Wednesday, 7 November 2012

Worrying trends - No. 3 ~ Upholding the Queen's Peace

The Police are the sharp end of law enforcement and it is fortunate that they continue to enjoy the general support of the public in their work as was recently demonstrated in Manchester - BBC 3rd October and BBC 4th October.  Nevertheless, the Police are facing enormous changes and the future seems to be an uncertain one with morale reportedly at very low ebb - Telegraph 3rd November.  Whilst there is almost always some room for efficiency improvement, the recent cuts to budgets seem to be a huge gamble with public safety in the aftermath of the disorder in 2011.  Furthermore, due to austerity, certain forms of crime appear to be on the increase - (e.g. Austerity triggers economic crime wave).  The implementation of Police and Crime Commissioners (and the abolition of Police Authorities) is part of the coalition government's reform agenda but the implementation appears rushed with relatively minimal effort being made to adequately inform the public of the implications of these powerful Commissioners and the associated Police and Crime Panels - see Police Reform and Social Responsibility Act 2011.

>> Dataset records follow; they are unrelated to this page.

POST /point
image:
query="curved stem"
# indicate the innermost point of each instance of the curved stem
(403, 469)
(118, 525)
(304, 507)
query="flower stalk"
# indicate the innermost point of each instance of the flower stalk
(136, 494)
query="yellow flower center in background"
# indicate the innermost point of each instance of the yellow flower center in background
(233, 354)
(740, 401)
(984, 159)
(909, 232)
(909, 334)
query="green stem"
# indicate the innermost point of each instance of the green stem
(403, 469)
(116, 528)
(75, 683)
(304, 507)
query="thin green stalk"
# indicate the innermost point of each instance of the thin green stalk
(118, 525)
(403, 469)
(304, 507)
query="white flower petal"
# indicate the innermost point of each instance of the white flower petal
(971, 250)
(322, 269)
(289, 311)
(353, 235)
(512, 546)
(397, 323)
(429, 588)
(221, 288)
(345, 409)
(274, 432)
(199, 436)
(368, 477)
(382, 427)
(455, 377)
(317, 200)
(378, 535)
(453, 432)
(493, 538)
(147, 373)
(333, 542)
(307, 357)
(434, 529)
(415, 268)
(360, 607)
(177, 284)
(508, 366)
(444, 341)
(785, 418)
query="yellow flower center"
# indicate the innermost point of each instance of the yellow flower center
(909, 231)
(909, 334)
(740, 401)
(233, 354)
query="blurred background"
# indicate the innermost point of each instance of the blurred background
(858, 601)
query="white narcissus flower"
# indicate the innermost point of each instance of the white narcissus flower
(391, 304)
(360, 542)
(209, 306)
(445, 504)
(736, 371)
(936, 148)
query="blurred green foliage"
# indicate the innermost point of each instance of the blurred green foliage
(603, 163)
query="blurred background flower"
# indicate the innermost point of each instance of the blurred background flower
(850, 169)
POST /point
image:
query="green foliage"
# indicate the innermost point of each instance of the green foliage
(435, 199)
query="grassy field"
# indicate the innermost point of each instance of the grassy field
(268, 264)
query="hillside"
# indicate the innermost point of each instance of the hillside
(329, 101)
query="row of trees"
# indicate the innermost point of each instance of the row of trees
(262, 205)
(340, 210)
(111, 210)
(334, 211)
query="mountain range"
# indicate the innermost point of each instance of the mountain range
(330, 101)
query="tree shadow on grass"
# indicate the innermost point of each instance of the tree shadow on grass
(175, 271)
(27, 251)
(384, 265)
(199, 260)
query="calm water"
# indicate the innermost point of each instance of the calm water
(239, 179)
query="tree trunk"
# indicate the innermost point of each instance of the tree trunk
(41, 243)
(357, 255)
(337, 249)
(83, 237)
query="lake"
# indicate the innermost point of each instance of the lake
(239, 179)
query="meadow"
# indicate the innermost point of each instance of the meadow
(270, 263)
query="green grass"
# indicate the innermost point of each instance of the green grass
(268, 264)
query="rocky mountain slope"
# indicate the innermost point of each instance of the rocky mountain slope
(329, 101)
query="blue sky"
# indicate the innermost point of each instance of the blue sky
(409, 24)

Upholding the Queen's Peace: towards a new consensus on Policing is the title of a recent publication by the Police Federation which states: 

"The police service is going through a period of rapid change.  The creation of the National Crime Agency, the election of Police and Crime Commissioners and the establishment of a new College of Policing all individually herald fundamental change to the structure and governance of the current model of policing in England and Wales.
Against a backdrop of austerity and reductions to police force budgets, together with the Winsor Review and changes to pay, pensions and other conditions of service, this combination of structural change to the police service could have far-reaching implications.
It is for this reason that the Police Federation of England and Wales has published a collection of essays in which contributors explore different aspects of the question of what the landscape of policing could and should look like in the years to come."

In 2011, the Labour Party set up an Independent Commission on the future of Policing under the Chaiormanship of Lord Stevens.  It is expected to report in 2013.